Aug 12, 2022
Low tunnels aid strawberry growth, protect from disease and pests

Due to the cold, wet spring in western Oregon, the fruit hadn’t ripened at Strawberry Field Day in June at Oregon State University’s North Willamette Research and Extension Center (NWREC) in Aurora.

Under experimental plastic tunnels, however, the berries were quickly catching up.

Strawberry field trials under high tunnels at the North Willamette Research and Extension Center. PHOTOS: Kym Pokorny (Click to enlarge)

The low tunnels – semi-permanent structures made of clear plastic sheeting draped over hoops – are designed to cover a single row and protect crops from rain and extend the season, said Erica Chernoh, assistant professor of practice and head of the OSU Extension Berry Initiative.

Field trials at NWREC and other research locations have shown that the tunnels are successful at extending the strawberry season for day-neutral cultivars, Chernoh said. Temperatures are higher underneath the plastic and the plants are protected from the rain, which spreads disease as rain splashes the spores splash onto the plants. A new two-year study will compare low tunnels to high tunnels.

“We hope we can provide growers with some tools they can use to extend their harvest season to produce fruit outside of the typical season when competition is high and to help meet the market demand for fresh strawberries grown locally in Oregon,” Chernoh said.

Indeed, there is a great potential for fresh market strawberry production in Oregon, where most of the strawberry harvest is processed rather than sold whole. Growers want to produce fresh, locally grown fruit for the market, which people say they want, Chernoh said.

“There was a market analysis done by the nonprofit Oregon Tilth that found there is a demand for fresh strawberries that’s not being met by Oregon growers,” said Chernoh, who took over the Berry Initiative in 2021 after working for three years as a collaborator.

“There’s an opportunity for Oregon growers to fill that market,” she said. “A lot of fruit is imported from out of state and comes to the supermarket at 75% ripeness. We will never compete with the scale of strawberry production in California, but we can produce a great-tasting and fresh Oregon berry that’s available in local markets more than just a few weeks in the summer.”

That’s where the tunnels come in. The research, which initially focused on low tunnels under former Extension specialist Javier Fernandez-Salvador, showed they resulted in an extended strawberry growing season.

“We’d like to see the season of day-neutral strawberries extend through late October; that’s the goal,” said Chernoh, who previously worked with strawberry growers in Sacramento County for two years as part of the University of California Cooperative Extension.

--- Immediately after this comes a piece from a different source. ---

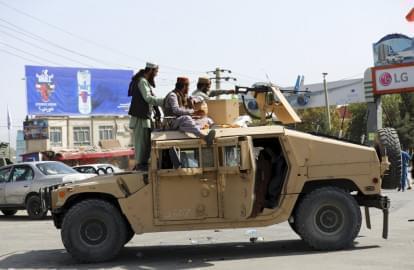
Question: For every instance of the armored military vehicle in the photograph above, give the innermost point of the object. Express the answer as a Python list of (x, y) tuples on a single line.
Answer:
[(250, 177)]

“In the 2019 harvest we were picking fruit until Thanksgiving. We’d like to get an earlier season, too, so growers could harvest in late April or early May rather than late May or early June,” she said. “We’d get extension on either side of the current season.”

High tunnels have the potential to perform the same as low tunnels or perhaps better. Chernoh’s latest research concentrates on a comparison of low and high tunnels, which look similar to greenhouses without the electricity and water. Low tunnels, on the other hand, cover a single row of crops right above the plants. She plants popular day-neutral strawberries Albion and Seascape in both tunnels, as well as open field, and maintains them with the same soil conditions, water and fertilizer.

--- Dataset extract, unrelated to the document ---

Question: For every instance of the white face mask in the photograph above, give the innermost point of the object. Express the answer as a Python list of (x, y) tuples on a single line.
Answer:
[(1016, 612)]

The study focuses on organic production so no synthetic pesticides are used, though an organic product was applied for the dreaded spotted wing drosophila, an invasive fruit fly that has given Oregon growers headaches for more than a decade. Overall, insect and disease pressure are managed because her team uses an integrated pest management approach that includes sanitary measures like adequate space between plants and weeding to eliminate host plants and competition with the strawberries. They also use a bug vacuum for control of insect pests and trapping for field mice. The tunnels protect the plants from rain, which reduces fruit rot and disease pressure.

Chernoh said she thinks the high tunnels will yield more and have a longer season, but that’s still to be seen. High tunnels are more expensive to build than low tunnels, so may be more accessible to large-scale growers. The low tunnels are made with less expensive materials that, except for the plastic, are easily available at local hardware stores. The Extension publication “Low Tunnels for Season Extension in Oregon: Design, Construction and Costs” is a starting point.

The OSU Extension Berry Initiative has been supported by Oregon Legislature since 2017. A grant from the Northwest Center for Small Fruits Research provides funding for the current season.

—Kym Pokorny, OSU Extension

TOP PHOTO: Strawberry Field Day attendees look at low plastic tunnel field trials at the North Willamette Research and Extension Center.